Mens rea in the context of sleepwalking
The legal term mens rea refers to criminal intent, requiring a person to have awareness or knowledge that they are doing wrong in order to be convicted of a crime.
There have been cases where the defence has successfully argued that the accused was not in control of their actions at the time of the offence because they suffered from automatism, a term to describe body movements that are not consciously controlled, like breathing or sleepwalking.
In NSW a person can be found not guilty by reason of mental illness, where a special verdict of “act proven but not criminally responsible” applies. (Please see Section 32 Mental Health Act provisions replaced by new legislation in NSW.)
This verdict is applied to a defendant who is found to have a defect of reason caused by a disease of the mind, due to the fact that the defendant did not know the nature and quality of their act, and they did not know it was wrong.
This defence comes under the NSW Mental Health and Cognitive Impairment Forensic Provisions Act 2020.

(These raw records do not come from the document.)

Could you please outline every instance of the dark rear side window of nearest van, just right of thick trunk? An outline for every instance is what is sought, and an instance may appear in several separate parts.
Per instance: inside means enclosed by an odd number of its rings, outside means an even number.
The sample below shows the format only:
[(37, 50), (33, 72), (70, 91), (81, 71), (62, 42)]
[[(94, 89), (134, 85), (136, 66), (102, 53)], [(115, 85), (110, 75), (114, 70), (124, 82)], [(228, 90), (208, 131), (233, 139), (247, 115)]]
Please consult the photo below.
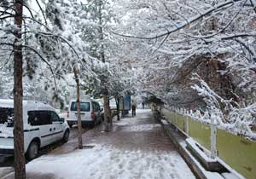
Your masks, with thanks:
[(29, 111), (28, 124), (31, 125), (47, 125), (51, 123), (51, 116), (49, 111)]

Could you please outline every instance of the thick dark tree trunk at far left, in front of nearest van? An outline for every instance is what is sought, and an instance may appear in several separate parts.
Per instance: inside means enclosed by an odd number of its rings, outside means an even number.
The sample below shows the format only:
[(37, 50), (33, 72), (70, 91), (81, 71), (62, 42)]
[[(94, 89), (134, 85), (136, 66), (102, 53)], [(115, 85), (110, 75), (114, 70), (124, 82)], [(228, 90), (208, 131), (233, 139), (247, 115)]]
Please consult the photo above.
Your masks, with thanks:
[(15, 146), (15, 179), (26, 179), (26, 160), (24, 155), (24, 130), (23, 130), (23, 56), (22, 56), (22, 14), (23, 1), (15, 0), (15, 31), (14, 43), (14, 146)]

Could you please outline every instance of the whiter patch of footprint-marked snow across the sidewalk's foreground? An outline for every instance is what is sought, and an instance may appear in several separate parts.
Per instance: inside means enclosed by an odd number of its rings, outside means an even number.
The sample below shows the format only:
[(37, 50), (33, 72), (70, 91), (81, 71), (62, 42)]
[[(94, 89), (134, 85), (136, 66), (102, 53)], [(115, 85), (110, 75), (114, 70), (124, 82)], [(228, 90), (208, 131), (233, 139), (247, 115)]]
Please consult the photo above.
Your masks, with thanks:
[(26, 165), (27, 172), (58, 179), (194, 179), (177, 152), (119, 150), (97, 145), (73, 153), (43, 156)]

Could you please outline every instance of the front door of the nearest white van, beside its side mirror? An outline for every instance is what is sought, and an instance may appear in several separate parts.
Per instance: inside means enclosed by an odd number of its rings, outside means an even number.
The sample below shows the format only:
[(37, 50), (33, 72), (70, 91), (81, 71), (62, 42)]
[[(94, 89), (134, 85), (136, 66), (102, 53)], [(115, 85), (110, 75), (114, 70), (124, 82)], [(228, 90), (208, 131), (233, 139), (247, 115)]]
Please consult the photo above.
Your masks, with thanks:
[(59, 141), (61, 140), (62, 136), (63, 136), (63, 130), (61, 127), (61, 118), (58, 116), (58, 114), (56, 114), (55, 112), (51, 111), (50, 112), (50, 118), (52, 121), (52, 135), (53, 135), (53, 141)]

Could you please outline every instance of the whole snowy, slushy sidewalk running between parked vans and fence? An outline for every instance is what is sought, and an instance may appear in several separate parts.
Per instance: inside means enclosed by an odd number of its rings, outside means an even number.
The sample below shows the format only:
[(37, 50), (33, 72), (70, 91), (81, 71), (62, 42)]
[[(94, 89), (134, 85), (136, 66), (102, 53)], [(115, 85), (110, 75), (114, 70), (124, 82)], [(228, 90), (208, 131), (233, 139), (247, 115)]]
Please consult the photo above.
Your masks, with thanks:
[(28, 163), (27, 178), (195, 179), (148, 110), (115, 121), (107, 134), (102, 126), (90, 130), (83, 140), (87, 147), (82, 150), (73, 140)]

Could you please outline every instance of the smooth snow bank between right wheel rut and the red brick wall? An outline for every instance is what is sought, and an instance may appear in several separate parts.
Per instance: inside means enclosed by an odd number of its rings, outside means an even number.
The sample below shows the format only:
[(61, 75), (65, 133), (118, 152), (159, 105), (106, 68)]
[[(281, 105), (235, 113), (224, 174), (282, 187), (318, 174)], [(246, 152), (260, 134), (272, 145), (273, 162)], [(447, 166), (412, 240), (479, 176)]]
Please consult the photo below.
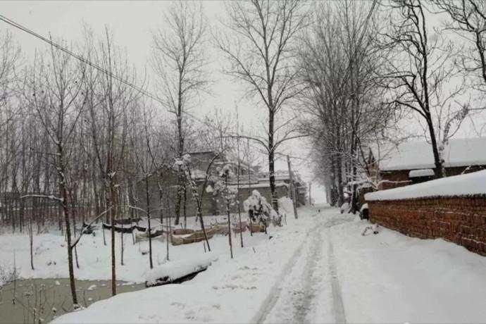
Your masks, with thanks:
[(443, 239), (387, 228), (362, 236), (367, 225), (356, 220), (328, 234), (347, 323), (485, 321), (485, 257)]

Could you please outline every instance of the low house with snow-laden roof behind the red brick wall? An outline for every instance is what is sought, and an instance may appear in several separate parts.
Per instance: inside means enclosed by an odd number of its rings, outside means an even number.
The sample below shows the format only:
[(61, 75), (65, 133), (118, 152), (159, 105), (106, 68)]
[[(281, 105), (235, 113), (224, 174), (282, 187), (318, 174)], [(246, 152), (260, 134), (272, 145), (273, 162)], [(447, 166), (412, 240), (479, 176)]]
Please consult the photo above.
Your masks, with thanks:
[[(449, 139), (444, 147), (447, 176), (486, 169), (486, 137)], [(403, 187), (432, 180), (435, 164), (429, 142), (410, 141), (370, 149), (368, 165), (379, 189)]]

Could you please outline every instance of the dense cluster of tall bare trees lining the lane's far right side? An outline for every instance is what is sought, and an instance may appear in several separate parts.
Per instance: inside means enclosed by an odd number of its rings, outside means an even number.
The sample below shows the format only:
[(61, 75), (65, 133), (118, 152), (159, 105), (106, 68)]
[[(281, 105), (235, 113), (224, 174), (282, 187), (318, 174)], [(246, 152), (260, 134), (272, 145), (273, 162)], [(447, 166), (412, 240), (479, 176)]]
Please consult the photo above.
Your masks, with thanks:
[[(393, 126), (394, 110), (381, 104), (376, 75), (381, 56), (373, 24), (375, 2), (342, 0), (316, 6), (313, 27), (302, 37), (300, 118), (311, 135), (314, 172), (325, 184), (330, 204), (351, 193), (356, 210), (356, 182), (366, 168), (363, 147), (382, 139)], [(365, 10), (363, 10), (365, 9)]]

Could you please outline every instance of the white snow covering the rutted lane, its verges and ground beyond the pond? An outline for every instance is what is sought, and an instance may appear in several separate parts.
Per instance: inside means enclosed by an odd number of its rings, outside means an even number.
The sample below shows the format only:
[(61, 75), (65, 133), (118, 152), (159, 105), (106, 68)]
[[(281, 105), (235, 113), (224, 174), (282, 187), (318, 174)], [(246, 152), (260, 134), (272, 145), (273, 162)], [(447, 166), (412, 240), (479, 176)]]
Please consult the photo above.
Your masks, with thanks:
[[(385, 228), (380, 228), (378, 235), (362, 236), (368, 225), (367, 221), (340, 214), (335, 208), (301, 208), (298, 220), (287, 216), (287, 225), (270, 229), (271, 239), (263, 234), (251, 239), (245, 236), (244, 248), (239, 247), (239, 239), (234, 239), (233, 260), (229, 257), (228, 237), (214, 237), (211, 244), (218, 260), (193, 280), (118, 294), (54, 322), (485, 321), (486, 258), (442, 239), (415, 239)], [(2, 235), (2, 262), (7, 242), (8, 238)], [(163, 242), (159, 244), (154, 250), (161, 256), (165, 250)], [(57, 250), (65, 252), (55, 244), (49, 247), (54, 255)], [(180, 247), (171, 249), (174, 259), (204, 253), (202, 244)], [(17, 260), (28, 259), (27, 242), (25, 249), (16, 252)], [(107, 248), (99, 249), (104, 253), (90, 249), (97, 256), (88, 258), (87, 251), (80, 248), (80, 256), (85, 257), (82, 268), (77, 270), (78, 277), (109, 278)], [(118, 266), (122, 279), (142, 280), (148, 268), (148, 264), (144, 266), (147, 256), (142, 259), (135, 254), (139, 252), (130, 252), (126, 266)], [(10, 255), (11, 252), (7, 254)], [(96, 258), (101, 258), (98, 263), (104, 267), (89, 266)], [(130, 266), (132, 263), (135, 265)], [(28, 261), (22, 263), (22, 268), (27, 268), (21, 270), (23, 275), (45, 276), (56, 272), (40, 270), (45, 268), (42, 262), (38, 262), (39, 270), (35, 272), (28, 270)], [(91, 275), (86, 268), (92, 269)], [(59, 276), (66, 275), (65, 270), (57, 267), (56, 270)]]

In such cases the defendant can be detained as a forensic patient until their treatment and rehabilitation has been deemed adequate for their release into the community.
Committing illegal acts while sleepwalking or asleep
But doing illegal acts while asleep is different. It’s called parasomnia, a sleep disorder that causes abnormal behaviour while sleeping.
It can include sleepwalking, talking and even sexsomnia – performing sexual acts while asleep. This condition is recognised in medical science. (Please see Sexsomnia – Excusable or Just Insane, Criminal Law Journal, 2015.)
Studies have found two to four per cent of adults sleepwalk, but sexsomnia is more rare.
Courts are very cautious when the accused claims to have no recollection of the offence. In cases where the defence of parasomnia has succeeded, the person has had to prove a history of parasomnia, and that they did nothing to indicate they were conscious while committing the offence.
Recent cases involving the sleepwalking defence
In a recent case in NSW, a man who sexually assaulted his underage daughter who was sharing his bed was found not guilty, because it was determined he was asleep at the time. He had a history of sexsomnia, and the judge said the prosecution had not proved he knew what he was doing at the time.
The court found sexsomnia was not a mental health impairment. (Please see NSW father and former school principal acquitted over sexual acts towards his daughter because he has ‘sexsomnia’.)
In Scotland in 2020 a man was acquitted of several rape charges after a jury accepted he was unaware he was having sex because he was asleep. (Please see Rape accused who claimed ‘sexsomnia’ walks free from court.)
Sleepwalking has been used as a defence in other criminal cases. (Please see Not guilty Your Honour, I was sleepwalking when I did it.)